Sunday, August 29, 2010

heels step into a higher cycle

There was something about this on Salon a couple of days ago: somebody who goes by the name of giddyspinster makes flower pots out of stripper heels, and sells them on her etsy page:
































After having their top removed, the shoes are drilled for drainage and sanded. Giddyspinster's plants of choice are cacti and succulents, which, we must understand, are her best metaphor for the 'the increasingly artificial nature of American femininity, and the impossible images that women face in our society. It's a prickly, spiky, sticky situation...'.

And if books on feminism overflow your library, why not stack them neatly in this book holder made of upcycled stilettos?
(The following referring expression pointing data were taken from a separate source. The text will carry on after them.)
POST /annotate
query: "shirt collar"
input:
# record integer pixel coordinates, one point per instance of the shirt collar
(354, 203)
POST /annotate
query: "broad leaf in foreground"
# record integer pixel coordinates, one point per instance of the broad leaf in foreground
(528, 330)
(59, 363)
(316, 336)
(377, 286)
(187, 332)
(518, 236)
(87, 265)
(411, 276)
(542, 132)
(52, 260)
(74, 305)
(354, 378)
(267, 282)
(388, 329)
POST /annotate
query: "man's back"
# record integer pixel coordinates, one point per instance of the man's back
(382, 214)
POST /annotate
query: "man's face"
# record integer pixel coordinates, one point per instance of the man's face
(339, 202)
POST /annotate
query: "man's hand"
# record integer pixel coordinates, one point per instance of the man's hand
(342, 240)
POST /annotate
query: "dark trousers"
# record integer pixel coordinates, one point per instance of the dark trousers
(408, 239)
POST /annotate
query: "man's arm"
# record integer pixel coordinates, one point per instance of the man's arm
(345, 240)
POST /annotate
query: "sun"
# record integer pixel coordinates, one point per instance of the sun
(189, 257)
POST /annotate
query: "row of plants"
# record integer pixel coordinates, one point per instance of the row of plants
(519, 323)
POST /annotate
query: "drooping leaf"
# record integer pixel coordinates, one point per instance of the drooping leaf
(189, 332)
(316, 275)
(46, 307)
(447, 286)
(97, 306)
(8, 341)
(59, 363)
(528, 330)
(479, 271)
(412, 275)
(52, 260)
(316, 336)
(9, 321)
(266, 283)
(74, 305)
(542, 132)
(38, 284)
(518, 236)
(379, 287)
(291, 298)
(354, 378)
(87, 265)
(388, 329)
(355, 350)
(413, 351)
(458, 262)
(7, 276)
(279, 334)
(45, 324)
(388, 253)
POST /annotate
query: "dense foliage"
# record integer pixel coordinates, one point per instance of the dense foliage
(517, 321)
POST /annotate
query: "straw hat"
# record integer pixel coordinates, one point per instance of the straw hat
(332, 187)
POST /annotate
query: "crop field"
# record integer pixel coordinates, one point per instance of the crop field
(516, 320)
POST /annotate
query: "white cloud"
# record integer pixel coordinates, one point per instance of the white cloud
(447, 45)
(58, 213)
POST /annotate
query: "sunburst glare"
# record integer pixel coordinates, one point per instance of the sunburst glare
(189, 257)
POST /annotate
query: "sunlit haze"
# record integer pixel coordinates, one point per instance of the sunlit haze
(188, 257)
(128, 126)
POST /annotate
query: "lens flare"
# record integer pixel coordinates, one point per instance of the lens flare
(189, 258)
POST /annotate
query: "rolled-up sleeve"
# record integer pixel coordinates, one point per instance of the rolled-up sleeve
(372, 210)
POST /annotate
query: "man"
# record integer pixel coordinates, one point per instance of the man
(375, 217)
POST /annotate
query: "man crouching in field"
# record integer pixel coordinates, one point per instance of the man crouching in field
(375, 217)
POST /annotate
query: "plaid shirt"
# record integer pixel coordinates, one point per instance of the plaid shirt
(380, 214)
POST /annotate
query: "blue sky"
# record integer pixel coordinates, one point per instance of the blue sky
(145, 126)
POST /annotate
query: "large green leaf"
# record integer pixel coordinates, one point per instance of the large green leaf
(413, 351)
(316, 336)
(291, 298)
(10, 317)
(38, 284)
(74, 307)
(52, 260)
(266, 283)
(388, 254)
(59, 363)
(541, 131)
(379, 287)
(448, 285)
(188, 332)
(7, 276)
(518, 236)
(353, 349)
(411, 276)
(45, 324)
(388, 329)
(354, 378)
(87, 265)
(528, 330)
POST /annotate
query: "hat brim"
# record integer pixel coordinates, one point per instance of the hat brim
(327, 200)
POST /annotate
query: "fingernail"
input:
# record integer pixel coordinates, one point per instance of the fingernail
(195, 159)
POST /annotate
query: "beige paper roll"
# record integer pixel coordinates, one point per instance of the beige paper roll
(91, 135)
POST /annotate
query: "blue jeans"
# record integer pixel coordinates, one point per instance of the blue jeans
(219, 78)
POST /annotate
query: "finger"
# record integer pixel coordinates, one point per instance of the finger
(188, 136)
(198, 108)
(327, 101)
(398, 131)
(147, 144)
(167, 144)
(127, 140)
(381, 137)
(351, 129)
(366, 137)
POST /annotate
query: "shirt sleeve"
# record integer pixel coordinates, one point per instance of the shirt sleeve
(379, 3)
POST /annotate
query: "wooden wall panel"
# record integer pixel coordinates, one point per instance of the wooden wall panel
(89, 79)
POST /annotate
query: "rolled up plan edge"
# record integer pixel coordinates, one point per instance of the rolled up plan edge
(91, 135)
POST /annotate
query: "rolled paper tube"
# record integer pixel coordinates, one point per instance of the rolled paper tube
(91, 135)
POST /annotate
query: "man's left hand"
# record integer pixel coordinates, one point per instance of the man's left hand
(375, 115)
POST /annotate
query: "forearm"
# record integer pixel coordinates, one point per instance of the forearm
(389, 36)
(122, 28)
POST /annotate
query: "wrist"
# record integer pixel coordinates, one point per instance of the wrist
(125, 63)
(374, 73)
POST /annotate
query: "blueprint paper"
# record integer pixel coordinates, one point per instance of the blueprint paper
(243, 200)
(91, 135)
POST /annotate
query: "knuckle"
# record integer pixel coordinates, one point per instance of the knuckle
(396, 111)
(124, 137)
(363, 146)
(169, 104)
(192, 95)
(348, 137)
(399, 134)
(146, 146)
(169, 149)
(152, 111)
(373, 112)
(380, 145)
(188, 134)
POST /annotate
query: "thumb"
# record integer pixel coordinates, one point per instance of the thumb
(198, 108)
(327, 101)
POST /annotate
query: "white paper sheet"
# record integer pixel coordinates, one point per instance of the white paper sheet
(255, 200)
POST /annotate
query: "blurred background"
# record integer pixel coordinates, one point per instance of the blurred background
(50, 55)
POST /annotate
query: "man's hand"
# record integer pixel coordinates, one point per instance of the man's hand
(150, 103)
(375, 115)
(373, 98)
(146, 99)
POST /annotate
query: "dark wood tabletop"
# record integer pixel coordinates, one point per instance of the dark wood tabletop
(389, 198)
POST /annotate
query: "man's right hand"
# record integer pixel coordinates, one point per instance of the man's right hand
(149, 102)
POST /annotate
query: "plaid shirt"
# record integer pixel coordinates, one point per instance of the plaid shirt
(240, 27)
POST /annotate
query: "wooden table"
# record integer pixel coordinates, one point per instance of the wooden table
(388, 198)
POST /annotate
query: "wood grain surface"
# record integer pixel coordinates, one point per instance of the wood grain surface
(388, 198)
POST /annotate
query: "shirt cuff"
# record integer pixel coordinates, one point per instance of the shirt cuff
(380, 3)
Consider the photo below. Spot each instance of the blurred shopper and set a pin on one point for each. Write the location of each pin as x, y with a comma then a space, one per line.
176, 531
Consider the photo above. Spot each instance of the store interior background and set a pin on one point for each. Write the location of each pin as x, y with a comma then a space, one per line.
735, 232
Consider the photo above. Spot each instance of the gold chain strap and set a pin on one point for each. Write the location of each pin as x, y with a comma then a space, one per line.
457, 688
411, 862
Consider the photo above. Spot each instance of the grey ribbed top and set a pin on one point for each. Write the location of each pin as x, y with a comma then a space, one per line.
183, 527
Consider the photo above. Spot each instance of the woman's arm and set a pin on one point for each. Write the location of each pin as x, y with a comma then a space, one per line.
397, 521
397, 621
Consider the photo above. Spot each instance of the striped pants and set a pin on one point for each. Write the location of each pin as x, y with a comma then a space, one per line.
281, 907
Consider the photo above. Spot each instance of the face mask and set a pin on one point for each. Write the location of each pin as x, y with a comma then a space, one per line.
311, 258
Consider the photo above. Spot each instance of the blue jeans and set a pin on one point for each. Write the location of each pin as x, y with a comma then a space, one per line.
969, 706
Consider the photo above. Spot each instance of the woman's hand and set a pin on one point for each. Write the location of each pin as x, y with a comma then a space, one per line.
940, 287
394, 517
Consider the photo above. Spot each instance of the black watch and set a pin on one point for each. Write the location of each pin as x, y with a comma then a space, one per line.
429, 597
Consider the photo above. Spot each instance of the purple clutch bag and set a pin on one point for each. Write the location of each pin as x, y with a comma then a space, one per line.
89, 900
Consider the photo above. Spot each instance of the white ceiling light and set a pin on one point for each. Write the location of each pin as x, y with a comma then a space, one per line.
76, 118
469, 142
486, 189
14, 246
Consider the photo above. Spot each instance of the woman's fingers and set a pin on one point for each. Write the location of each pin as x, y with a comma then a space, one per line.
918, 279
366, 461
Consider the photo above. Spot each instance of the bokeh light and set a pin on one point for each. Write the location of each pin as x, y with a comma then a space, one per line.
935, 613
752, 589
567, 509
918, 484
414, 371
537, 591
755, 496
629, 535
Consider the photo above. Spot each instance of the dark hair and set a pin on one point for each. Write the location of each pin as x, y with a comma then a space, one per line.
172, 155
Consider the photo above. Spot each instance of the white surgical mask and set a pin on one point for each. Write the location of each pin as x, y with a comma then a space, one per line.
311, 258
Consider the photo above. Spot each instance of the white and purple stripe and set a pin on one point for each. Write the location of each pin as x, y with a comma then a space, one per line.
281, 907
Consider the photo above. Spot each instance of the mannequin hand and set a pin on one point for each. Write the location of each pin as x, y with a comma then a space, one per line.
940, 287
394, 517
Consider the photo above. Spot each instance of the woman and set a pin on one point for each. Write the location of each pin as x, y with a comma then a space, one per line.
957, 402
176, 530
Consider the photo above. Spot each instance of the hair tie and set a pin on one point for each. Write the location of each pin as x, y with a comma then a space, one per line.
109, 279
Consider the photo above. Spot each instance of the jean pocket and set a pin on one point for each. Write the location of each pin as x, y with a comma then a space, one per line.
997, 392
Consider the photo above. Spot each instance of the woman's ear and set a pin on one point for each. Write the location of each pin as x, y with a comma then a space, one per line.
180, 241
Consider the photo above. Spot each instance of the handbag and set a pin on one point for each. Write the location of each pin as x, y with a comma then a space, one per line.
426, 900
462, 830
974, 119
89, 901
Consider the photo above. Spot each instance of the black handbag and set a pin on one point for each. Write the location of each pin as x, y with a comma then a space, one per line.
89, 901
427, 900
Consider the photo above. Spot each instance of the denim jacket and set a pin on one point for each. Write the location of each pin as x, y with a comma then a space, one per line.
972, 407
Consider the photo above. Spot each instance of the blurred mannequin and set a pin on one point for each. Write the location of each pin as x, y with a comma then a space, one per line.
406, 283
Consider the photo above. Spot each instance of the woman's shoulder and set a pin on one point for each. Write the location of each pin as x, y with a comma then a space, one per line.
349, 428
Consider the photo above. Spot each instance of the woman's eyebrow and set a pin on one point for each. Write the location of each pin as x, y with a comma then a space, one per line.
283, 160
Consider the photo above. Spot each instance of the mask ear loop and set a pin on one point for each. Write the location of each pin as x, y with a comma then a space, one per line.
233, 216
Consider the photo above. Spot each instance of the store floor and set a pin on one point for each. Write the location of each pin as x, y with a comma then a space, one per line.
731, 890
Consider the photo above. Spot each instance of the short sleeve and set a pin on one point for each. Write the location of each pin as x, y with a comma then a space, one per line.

For a moment there, I thought these objects claim to be art. If they did, I'd write a longer paragraph saying that it's cliche and I'd also insert that video from Ghost World about the tampon in a cup pretending to be an art object. I don't quite follow the logic of this metaphor, and I think that heels can't help being cliches even when they're mocked. At the same time, I like the idea of making them into something else. What rubs me the wrong way about giddyspinster's approach is that it perpetuates the shoe fetishism instead of dismantling it. Either that, or the fact that in my eyes these shoes are kitschy beyond salvation through upcycling.

Monday, August 2, 2010

hues

My friend F. is invited to a wedding with the following dress-code: everyone must wear one color only, and it can't be black nor white (the creatively challenged are threatened with a punishment). Ton-sur-ton outfits are actually more interesting than they sound. Coincidentally, the style site has a selection on the topic (apparently this is a trend), of which I made a selection (ton-sur-ton? selection-of-selection? get it?):







These were: TSE, Richard Nicoll, Oscar de la Renta, Margiela, and Charles Anastase. The next one's Bottega Veneta, and the difference in the hues makes its placement in this selection disputable, but who wants to be pedantic. As it happens, my friend F. has a beautiful pair of pink trousers which she could build on to replicate this outfit, but she's partial to yellow these days. So, Bottega Veneta:



The next two are from Vivienne Westwood's Fall 2010 collections. This dress looks like it's made from a huge supermarket plastic bag. The folds are both sculptural and light:



And this one I selected because I was surprised how well wine and yellow go together, but ironically I'm placing it here: if we make abstraction of that little yellow cardigan, we see an interesting hue-on-hue outfit.